The Stadium of San Paolo in Naples, opened in 1959, is the third largest in Italy for capacity after the Meazza in Milan and Rome's Olimpico. The field measures 110 by 68 meters and is situated in the district of Fuorigrotta. The San Paolo was renovated during the European Championships in 1980 and then on the occasion of the World Cup hosted by Italy in 1990, date back to this period the construction of the roof and the new press stand (330 seats), the refurbishment of the track athletics lighting system and its adaptation to the safety standards required by FIFA. With an athletic track to 8 lanes, three multipurpose gyms, a boxing gym, a fitness gym and a gym wrestling and oriental martial arts, the San Paolo is also the largest sports complex in the city.
It all began with a match played against the crew of an English ship called the "Arabik" – the first international event in the history of soccer.
In 1913 Napoli won its first regional tournament in Campania against the Internazionale team, which had won the year before and would go on to win the following two seasons, with the following line-up: Cavalli, Del Pezzo, Garozzo, Paduli I, Hansen, Grieco, Argento, Paduli III, Toerstenson, Dodero and Imerigo.

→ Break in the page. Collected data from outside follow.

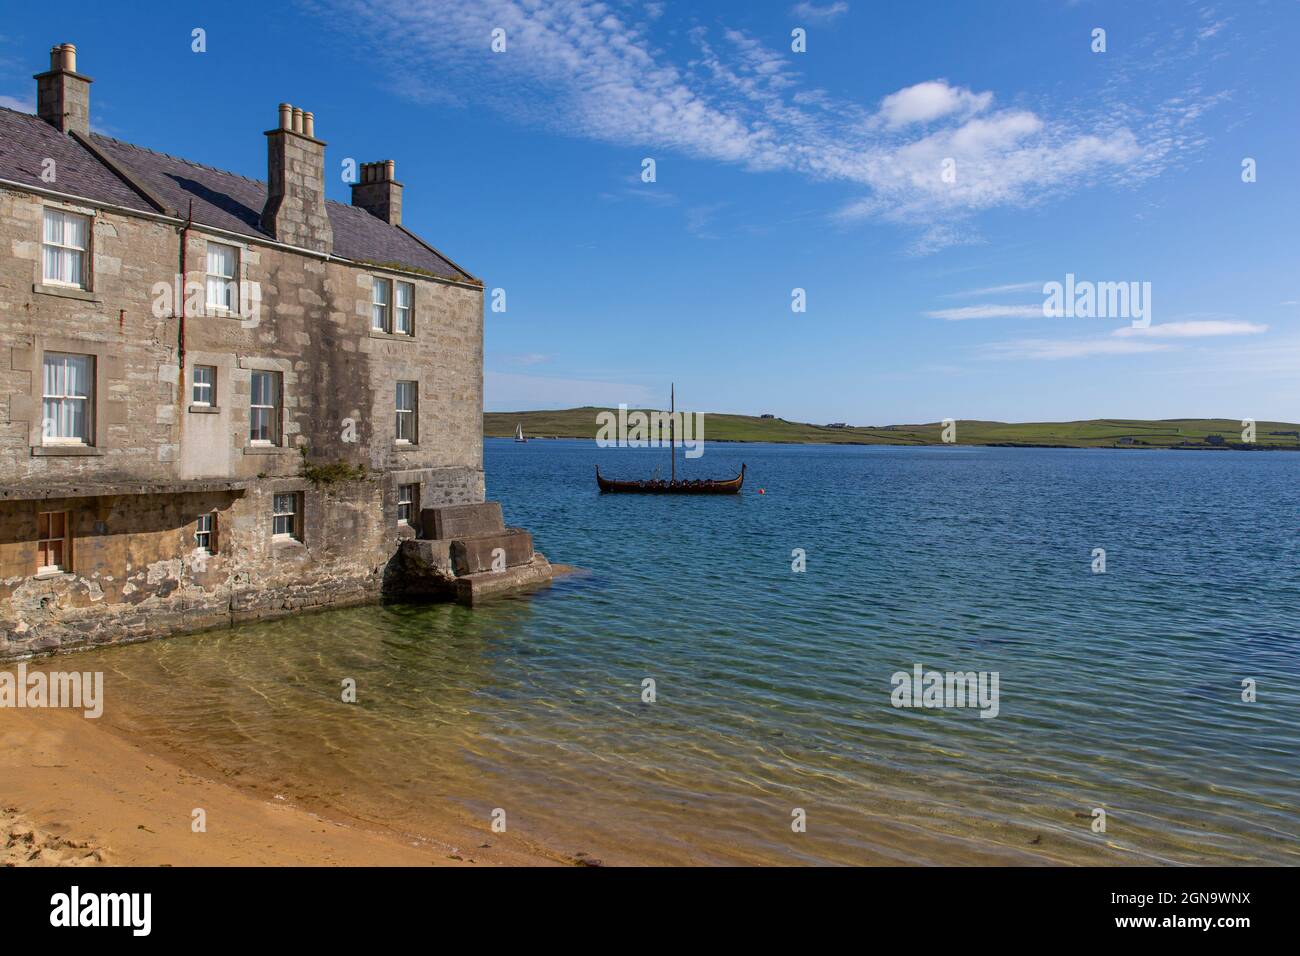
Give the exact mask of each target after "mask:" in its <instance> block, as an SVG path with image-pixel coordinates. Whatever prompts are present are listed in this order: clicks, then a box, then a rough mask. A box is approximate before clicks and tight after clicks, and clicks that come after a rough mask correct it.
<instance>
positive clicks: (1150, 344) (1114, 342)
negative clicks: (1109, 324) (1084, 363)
mask: <svg viewBox="0 0 1300 956" xmlns="http://www.w3.org/2000/svg"><path fill="white" fill-rule="evenodd" d="M1170 347H1171V346H1167V345H1160V343H1157V342H1136V341H1131V339H1122V338H1086V339H1054V338H1024V339H1019V341H1014V342H996V343H993V345H987V346H984V347H983V352H984V355H985V356H987V358H993V359H1047V360H1056V359H1084V358H1089V356H1093V355H1136V354H1141V352H1161V351H1169V350H1170Z"/></svg>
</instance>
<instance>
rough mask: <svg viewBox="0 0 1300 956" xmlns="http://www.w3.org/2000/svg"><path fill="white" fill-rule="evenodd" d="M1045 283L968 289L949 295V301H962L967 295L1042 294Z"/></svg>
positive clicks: (1001, 285) (1021, 282)
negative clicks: (956, 299) (1044, 283)
mask: <svg viewBox="0 0 1300 956" xmlns="http://www.w3.org/2000/svg"><path fill="white" fill-rule="evenodd" d="M1041 291H1043V282H1036V281H1035V282H1009V284H1006V285H991V286H985V287H983V289H967V290H966V291H963V293H949V294H948V295H946V297H944V298H948V299H961V298H966V297H967V295H969V297H971V298H979V297H980V295H1005V294H1006V293H1041Z"/></svg>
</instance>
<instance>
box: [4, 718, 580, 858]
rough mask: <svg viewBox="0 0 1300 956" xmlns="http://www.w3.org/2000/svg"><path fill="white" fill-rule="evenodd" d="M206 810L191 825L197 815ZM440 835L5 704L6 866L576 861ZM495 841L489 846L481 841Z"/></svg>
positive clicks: (534, 850) (482, 835) (452, 818)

At the end of the First World War Napoli took up where it had left off, thanks to the fervour and dedication of players and managers like Garozzo and the Bruschini brothers, among many others. Just after the war it won a memorable match against the prestigious Juventus team by 3-1, with the following line-up: Scandone, Garozzo, Pepe, Reiclin, Giordano, Tizzano, Laterza, Casabona, Dodero, Maisto and Sacchi.
A group of journalists-cum-football players – Ninò Bruschini, Alfredo Reiclin, Mario Argento, Paolo and Michele Scarfoglio (sons of Edoardo and Matilde Serao) – was joined by Felice Scandone: all good football players, but even better journalists.
It was in 1921 that Naples merged with the Internazionali team to create Internaples, out of which the Associazione Calcio Napoli (Naples Football Association) eventually developed.